Spend Efficiently: Four Lessons on Optimizing your Media Investments
Optimizing media budgets can be quite a challenge in today’s omnichannel world. Increasing amounts of information become available to marketers, who are expected to take all these factors into account in their decision-making process. They face questions such as:
- Which media channels are the most effective?
- How do these (online or offline) media channels interact with each other?
- What is the perfect timing for campaigns?
- How do special events, competitor pricing or external factors affect decisions?
Most marketers will agree that advanced analytical techniques are required to model this complex landscape. However, widely used reporting systems like Google Analytics don’t automatically take the relevant factors into account. As we can see in the following example, this leads to sub-optimal media investment decisions.
Imagine your goal for this month is to maximize the amount of conversions without increasing the total media investment. This requires the reallocation of media budgets among channels. The following data from Google Analytics is available over the previous month:
What would be the optimal re-allocation of media budgets over these channels? The Display channel looks promising due to its high return on investment (ROI) and high conversion rate. It would be perfectly reasonable to assume a higher investment in this channel would lead to the highest revenue. Upon further analysis, however, the opposite could also be true.
Optimize your media investments with the following four lessons.
1. Use Multi-Touch Attribution (MTA)
When studying the table above, it is important to consider how each of these metrics is calculated. Many systems still use the last-click model. This model assigns the last touchpoint the customer has interacted with all the credit for the conversion, and nothing is attributed to other channels in the customer journey. The last click model therefore overvalues the channels at the end of the customer journey, and undervalues the channels at the beginning of the customer journey. Google and other search channels are often heavily overvalued using the last-click model.
When implementing multi-touch attribution (MTA), the first step is to capture all relevant contact points with your customers to create a realistic representation of the actual customer journey. The MTA model can then be used to calculate the added value of each channel in the customer journey, taking the order of touchpoints and any interaction between them into account. Using this information, the exact contribution of each individual touchpoint can be calculated.
In the example above, the type of model is used to calculate the performance metrics is not defined. So, what exactly are we looking at when we see 1.023 conversions for Display?
- If conversions are calculated using a last-click model, the 1.023 conversions in the Display channel indicate Display was the last-clicked channel in a converting customer journey 1.023 times. We can’t conclude that Display was actually responsible for 1.023 conversions.
- If conversions are calculated using an MTA model, the 1.023 conversions in the Display channel indicate Display is responsible for 1.023 conversions.
Lesson 1: it is important to know the meaning of the metrics you are looking at, as well as how they are calculated. For media investment decisions, you should always use the more realistic MTA model to attribute conversions.

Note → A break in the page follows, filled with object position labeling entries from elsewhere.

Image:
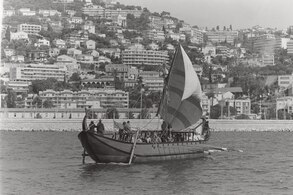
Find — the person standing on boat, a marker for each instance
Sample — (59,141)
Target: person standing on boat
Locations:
(164,135)
(128,126)
(92,127)
(126,131)
(100,128)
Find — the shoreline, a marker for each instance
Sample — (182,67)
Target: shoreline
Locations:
(151,124)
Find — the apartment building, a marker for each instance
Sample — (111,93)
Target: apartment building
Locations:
(242,105)
(114,13)
(144,57)
(285,81)
(29,28)
(93,10)
(18,35)
(30,72)
(95,98)
(49,12)
(266,43)
(290,47)
(267,60)
(222,36)
(285,103)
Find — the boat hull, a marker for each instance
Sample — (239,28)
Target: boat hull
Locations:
(105,150)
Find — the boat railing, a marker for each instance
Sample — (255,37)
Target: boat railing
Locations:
(158,136)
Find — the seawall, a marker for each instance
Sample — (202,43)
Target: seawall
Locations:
(153,124)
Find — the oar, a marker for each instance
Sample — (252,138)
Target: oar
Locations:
(227,149)
(83,156)
(133,147)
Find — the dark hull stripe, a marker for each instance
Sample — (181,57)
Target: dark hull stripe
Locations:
(155,155)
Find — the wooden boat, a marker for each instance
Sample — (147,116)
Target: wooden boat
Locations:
(180,108)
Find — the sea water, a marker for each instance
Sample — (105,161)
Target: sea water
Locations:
(51,163)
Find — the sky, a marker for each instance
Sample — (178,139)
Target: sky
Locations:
(210,13)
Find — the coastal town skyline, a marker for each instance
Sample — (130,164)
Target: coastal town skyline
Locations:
(240,14)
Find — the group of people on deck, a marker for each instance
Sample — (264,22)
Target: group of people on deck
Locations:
(165,135)
(99,128)
(125,131)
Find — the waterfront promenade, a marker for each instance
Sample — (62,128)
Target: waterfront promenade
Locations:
(153,124)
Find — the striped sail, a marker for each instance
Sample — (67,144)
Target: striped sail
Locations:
(180,105)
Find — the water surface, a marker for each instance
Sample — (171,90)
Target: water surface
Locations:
(50,163)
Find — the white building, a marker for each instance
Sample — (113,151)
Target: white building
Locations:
(290,47)
(29,28)
(285,103)
(18,35)
(30,72)
(285,81)
(144,57)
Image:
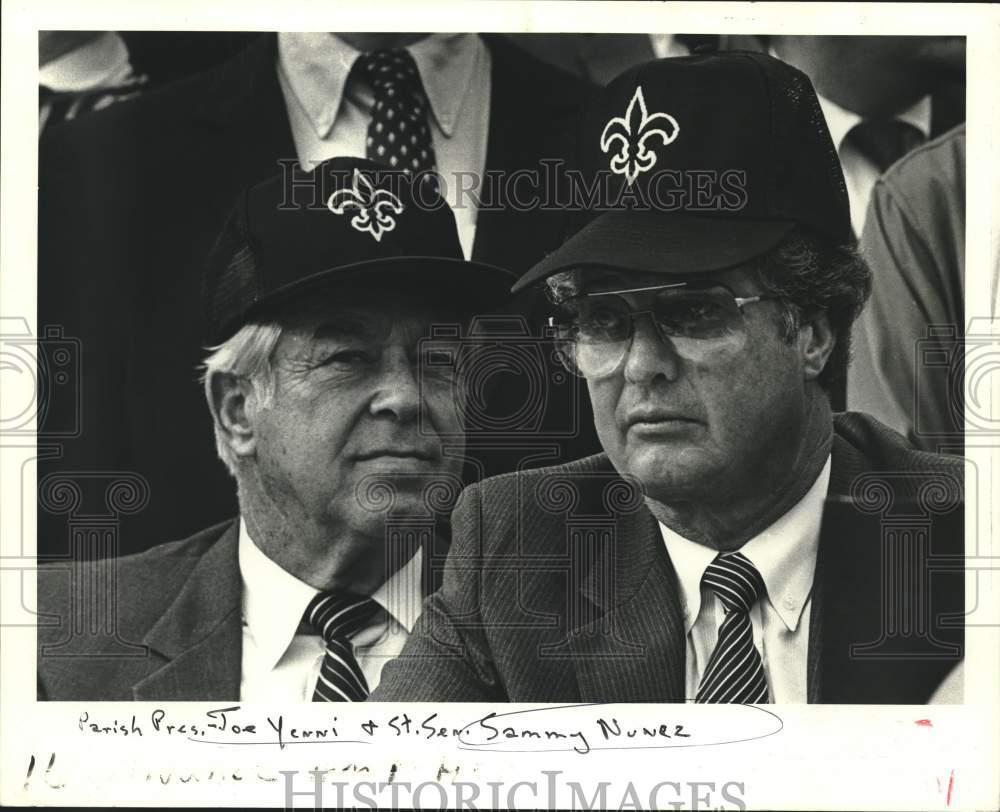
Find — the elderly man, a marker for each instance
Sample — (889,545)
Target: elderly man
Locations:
(737,541)
(343,439)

2. Consider Marginal ROI Instead of Total ROI
Looking at the data above, it seems reasonable to shift budget from AdWords to the Display channel, as the Display channel has the highest ROI. However, the law of diminishing returns states the more you invest in a certain channel, the lower the marginal returns of a certain channel.
The Display channel could already be relatively saturated, such as at the investment level of €10,000 in the graph above. Investing more in display will not give you an ROI of € 10, but a marginal ROI of € 1. Look at the current level of investment in Facebook. This channel is not yet saturated, and has marginal ROI for an investment in Facebook is € 5,7.
Calculating marginal ROI and investment elasticities is more complex in comparison to calculating ROI, and will require non-linear models. Logarithmic or s-curved models are often used. It is also necessary to take additional factors such as salary weeks and events into account (see lesson 3).
Lesson 2: making decisions based on marginal ROI instead of on ROI can yield very different results. Steering on marginal ROI is more accurate.
3. Correct for all Factors of Influence
Media and sales form a complex landscape with many factors of influence. The example above could yield completely different results under a strong price proposition.
Factors of influence are important to include in predictive models. Pricing strategy, the weather or holidays can all influence sales and media effectiveness. Any relevant information can be included in modeling, even economic trends or events like natural disasters or terrorist attacks.
It is very important to note that some of these factors, like big launches of new products, interact strongly with your media effort. Factors that do not interact with media should be included as control variables. Being aware of this interaction and know which factors have a strong impact on your channels.
Lesson 3: in order to allocate the media budget optimally, find the factors of influence for your business and incorporate these factors into both MTA- and investment elasticity models.
4. Do not Skip Levels
In order to make models work in practice, it is strongly advised to work towards the final goal using a stepwise approach. Start by building an understanding of the models, then implement them correctly, and only when you are certain the output makes sense, start interpreting it and base decisions on it. To prevent infamous black box models, create a plan detailing how to implement the models within the organization. Sharing results with the main stakeholders can be an important aspect of success.
Lesson 4: do not skip levels, and make sure you fully understand the models. Create a plan on how to implement the models within the organization.